Towers of Hanoi

There is an ancient legend that tells of a temple containing 64 golden disks in a stack, each disk a little smaller than the one beneath it. In the same temple there are 3 poles: the disks begin on one pole, and the priests of the temple very efficiently move the disks from one pole to another, one at a time, with the restriction that no disk may ever sit on top of a disk that is smaller than it. The priests will continue moving the disks, day and night, until the original stack has been recreated on one of the other poles. At that point, the temple with vanish and time will end.

The puzzle here, which hopefully the priests have figured out by now, is how to algorithmically move one stack to another pole. This problem, known as the Towers of Hanoi puzzle, is one of the simplest examples of a difficult problem that is easy to solve using recursion. In this assignment, we will devise a way of printing out the instructions for solving an instance of the Towers of Hanoi puzzle of a given size (the number of initial disks).
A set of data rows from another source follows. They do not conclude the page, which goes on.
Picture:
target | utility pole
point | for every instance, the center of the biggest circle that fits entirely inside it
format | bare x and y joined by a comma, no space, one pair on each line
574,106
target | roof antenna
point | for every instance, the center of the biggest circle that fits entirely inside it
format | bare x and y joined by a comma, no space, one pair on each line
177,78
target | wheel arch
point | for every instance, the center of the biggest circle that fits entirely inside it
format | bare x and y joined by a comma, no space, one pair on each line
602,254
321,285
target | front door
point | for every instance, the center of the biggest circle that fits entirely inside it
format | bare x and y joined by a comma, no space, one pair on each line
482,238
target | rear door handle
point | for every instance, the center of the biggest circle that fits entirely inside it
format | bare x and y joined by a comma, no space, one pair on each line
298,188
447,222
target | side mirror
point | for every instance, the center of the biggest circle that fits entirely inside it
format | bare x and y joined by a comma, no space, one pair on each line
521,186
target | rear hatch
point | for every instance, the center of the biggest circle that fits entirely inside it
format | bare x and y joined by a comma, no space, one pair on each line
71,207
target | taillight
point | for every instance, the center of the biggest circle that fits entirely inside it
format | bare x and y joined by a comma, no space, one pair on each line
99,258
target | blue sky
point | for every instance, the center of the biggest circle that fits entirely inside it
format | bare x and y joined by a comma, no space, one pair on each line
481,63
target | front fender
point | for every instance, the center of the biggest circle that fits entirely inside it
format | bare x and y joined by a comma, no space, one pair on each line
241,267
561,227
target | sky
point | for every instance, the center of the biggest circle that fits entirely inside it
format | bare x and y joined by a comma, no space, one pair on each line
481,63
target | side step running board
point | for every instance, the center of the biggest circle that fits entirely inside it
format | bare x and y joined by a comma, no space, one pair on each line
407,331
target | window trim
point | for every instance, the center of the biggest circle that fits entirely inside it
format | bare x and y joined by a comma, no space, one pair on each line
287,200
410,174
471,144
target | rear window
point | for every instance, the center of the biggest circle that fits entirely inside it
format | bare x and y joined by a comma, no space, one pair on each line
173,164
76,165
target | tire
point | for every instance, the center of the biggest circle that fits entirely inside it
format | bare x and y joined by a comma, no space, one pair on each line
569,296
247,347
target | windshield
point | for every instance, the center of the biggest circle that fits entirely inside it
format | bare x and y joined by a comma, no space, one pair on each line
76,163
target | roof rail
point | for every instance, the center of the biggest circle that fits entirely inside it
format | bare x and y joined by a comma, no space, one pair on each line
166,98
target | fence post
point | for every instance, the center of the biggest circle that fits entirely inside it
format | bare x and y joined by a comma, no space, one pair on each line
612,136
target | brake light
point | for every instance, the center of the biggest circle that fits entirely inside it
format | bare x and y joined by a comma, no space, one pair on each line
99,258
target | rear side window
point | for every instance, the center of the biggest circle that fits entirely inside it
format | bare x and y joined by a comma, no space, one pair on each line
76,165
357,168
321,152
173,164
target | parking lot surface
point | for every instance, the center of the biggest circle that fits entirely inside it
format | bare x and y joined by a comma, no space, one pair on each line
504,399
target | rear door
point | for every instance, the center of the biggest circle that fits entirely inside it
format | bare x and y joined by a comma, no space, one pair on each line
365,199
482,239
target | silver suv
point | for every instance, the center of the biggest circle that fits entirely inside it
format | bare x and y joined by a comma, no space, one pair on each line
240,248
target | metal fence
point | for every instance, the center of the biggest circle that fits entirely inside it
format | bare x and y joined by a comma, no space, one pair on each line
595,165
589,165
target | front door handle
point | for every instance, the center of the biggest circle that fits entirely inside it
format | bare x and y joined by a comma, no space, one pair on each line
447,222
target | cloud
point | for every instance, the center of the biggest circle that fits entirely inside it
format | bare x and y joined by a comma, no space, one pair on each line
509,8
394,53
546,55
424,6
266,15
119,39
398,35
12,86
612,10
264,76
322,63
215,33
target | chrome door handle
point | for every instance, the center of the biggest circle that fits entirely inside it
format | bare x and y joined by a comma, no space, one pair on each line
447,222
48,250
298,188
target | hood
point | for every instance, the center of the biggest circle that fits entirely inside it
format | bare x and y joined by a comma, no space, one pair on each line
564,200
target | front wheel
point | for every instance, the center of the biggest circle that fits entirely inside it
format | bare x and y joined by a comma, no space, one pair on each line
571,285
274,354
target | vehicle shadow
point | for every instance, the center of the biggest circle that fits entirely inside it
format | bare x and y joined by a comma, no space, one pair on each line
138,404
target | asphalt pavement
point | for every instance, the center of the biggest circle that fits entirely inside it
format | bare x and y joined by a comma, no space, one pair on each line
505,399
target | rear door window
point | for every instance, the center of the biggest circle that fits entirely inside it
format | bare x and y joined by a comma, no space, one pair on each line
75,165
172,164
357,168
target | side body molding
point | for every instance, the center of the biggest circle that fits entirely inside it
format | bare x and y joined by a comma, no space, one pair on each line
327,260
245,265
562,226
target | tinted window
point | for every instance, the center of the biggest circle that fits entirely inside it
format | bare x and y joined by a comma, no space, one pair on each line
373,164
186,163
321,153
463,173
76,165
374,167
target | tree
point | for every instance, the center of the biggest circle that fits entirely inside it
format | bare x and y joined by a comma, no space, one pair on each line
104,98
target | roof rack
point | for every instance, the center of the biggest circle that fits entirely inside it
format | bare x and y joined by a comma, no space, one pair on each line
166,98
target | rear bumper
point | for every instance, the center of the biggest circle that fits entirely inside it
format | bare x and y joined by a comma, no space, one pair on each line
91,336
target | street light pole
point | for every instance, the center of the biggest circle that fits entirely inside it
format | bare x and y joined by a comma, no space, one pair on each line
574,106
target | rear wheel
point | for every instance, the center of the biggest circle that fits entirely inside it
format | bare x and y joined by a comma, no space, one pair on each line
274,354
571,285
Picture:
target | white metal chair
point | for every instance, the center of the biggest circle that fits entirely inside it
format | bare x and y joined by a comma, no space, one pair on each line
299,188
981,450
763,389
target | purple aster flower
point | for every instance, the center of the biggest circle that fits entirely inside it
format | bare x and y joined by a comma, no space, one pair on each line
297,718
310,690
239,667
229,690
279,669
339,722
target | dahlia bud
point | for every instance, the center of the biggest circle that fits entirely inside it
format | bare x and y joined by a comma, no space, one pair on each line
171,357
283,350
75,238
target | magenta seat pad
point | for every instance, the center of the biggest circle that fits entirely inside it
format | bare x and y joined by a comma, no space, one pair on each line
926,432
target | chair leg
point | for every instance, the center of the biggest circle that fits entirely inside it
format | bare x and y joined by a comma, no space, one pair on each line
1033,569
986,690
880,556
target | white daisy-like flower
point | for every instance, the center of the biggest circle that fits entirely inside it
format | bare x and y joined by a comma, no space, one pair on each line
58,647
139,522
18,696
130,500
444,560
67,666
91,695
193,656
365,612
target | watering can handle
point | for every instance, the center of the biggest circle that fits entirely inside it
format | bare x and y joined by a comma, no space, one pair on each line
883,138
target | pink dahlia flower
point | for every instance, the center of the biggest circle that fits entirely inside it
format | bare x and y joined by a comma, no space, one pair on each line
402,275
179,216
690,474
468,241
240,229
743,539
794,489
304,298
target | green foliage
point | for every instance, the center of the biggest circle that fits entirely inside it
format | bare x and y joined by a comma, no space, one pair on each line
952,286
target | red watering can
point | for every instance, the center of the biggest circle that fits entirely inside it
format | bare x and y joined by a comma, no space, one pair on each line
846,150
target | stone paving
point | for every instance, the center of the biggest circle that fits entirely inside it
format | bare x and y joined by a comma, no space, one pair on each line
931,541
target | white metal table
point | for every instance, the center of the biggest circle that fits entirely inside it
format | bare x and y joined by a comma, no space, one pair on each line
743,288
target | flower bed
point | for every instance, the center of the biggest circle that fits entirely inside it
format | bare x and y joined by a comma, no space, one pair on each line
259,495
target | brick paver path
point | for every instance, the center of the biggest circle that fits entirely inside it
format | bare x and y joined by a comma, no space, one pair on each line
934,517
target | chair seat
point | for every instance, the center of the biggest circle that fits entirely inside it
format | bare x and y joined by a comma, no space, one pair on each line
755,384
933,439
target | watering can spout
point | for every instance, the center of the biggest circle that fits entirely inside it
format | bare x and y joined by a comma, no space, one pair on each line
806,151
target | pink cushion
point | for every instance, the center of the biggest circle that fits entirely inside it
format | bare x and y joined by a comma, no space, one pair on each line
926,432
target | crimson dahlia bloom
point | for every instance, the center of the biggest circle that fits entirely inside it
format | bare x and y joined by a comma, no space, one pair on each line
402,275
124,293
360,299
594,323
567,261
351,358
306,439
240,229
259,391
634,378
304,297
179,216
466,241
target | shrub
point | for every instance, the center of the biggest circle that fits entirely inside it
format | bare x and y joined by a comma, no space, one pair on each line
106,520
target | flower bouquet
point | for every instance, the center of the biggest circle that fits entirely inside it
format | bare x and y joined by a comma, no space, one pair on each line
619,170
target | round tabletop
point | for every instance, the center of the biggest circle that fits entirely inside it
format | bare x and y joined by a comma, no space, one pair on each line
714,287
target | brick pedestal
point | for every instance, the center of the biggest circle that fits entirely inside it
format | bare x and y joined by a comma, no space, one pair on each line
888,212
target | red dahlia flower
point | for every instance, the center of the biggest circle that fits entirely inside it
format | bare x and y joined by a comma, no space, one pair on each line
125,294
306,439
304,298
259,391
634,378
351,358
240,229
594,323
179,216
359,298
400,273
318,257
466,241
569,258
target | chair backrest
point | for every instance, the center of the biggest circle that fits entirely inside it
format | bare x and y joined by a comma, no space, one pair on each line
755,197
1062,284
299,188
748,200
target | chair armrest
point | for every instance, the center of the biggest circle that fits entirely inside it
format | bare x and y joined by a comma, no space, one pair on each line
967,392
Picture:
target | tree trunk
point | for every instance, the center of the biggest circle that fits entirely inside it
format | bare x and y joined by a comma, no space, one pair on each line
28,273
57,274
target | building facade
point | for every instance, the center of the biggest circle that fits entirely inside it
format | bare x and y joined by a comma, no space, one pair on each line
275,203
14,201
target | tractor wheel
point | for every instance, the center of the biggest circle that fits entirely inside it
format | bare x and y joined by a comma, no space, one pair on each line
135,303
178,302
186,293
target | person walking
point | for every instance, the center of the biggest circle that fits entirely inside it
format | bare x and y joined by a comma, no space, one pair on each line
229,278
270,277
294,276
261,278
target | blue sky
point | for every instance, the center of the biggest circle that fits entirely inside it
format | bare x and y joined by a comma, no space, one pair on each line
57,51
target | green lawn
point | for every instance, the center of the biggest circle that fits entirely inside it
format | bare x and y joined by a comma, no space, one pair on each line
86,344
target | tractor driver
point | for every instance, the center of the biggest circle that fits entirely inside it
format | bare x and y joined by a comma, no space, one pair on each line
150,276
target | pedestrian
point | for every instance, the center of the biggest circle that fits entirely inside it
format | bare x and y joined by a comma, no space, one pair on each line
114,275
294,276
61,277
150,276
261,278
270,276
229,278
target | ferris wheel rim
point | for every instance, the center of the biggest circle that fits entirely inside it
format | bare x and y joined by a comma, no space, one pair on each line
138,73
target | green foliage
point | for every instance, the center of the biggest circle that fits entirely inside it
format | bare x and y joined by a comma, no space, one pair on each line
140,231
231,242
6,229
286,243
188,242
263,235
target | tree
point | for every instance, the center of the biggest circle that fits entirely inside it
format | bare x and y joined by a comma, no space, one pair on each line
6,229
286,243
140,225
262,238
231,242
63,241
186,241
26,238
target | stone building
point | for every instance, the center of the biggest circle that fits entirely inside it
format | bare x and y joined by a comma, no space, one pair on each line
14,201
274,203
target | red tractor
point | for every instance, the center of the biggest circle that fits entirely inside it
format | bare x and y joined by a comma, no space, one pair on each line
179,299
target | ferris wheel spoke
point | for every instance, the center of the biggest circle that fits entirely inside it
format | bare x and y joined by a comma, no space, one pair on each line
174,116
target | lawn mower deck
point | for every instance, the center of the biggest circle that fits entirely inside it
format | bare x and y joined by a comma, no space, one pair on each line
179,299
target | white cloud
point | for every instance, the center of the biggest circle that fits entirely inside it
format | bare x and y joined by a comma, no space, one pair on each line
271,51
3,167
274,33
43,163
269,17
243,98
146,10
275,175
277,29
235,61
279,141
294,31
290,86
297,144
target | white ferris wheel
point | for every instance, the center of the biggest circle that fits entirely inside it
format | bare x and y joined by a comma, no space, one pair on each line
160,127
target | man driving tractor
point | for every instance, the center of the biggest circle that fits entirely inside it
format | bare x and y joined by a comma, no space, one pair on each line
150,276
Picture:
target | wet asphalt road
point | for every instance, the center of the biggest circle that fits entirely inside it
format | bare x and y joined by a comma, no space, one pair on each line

As far as the legend goes, worry not: even if the priests move one disk per second, it will be many billions of years before they complete their task!

Specs

Your program should begin by printing out the following message:
Welcome to the Towers of Hanoi
How many disks do you have? 
Read in a single int in the range [1-10] (repeating the "How many disks" prompt and re-reading the input if the number is not in that range.)

Now your program needs to print out the series of moves needed to move a stack of disks of that size from pole 1 to pole 3. The output should be a series of numbers in the range [1-3], printed one pair per line. The first number in the pair indicates which pole to move a disk from, and the second which pole to move that disk to. For example, a stack of size 2 would look like:
1 2
1 3
2 3
to indicate that first we move the small disk from pole 1 to pole 2, then the large disk from pole 1 to pole 3 (the destination pole) and then finish up by moving the small disk from pole 2 to pole 3.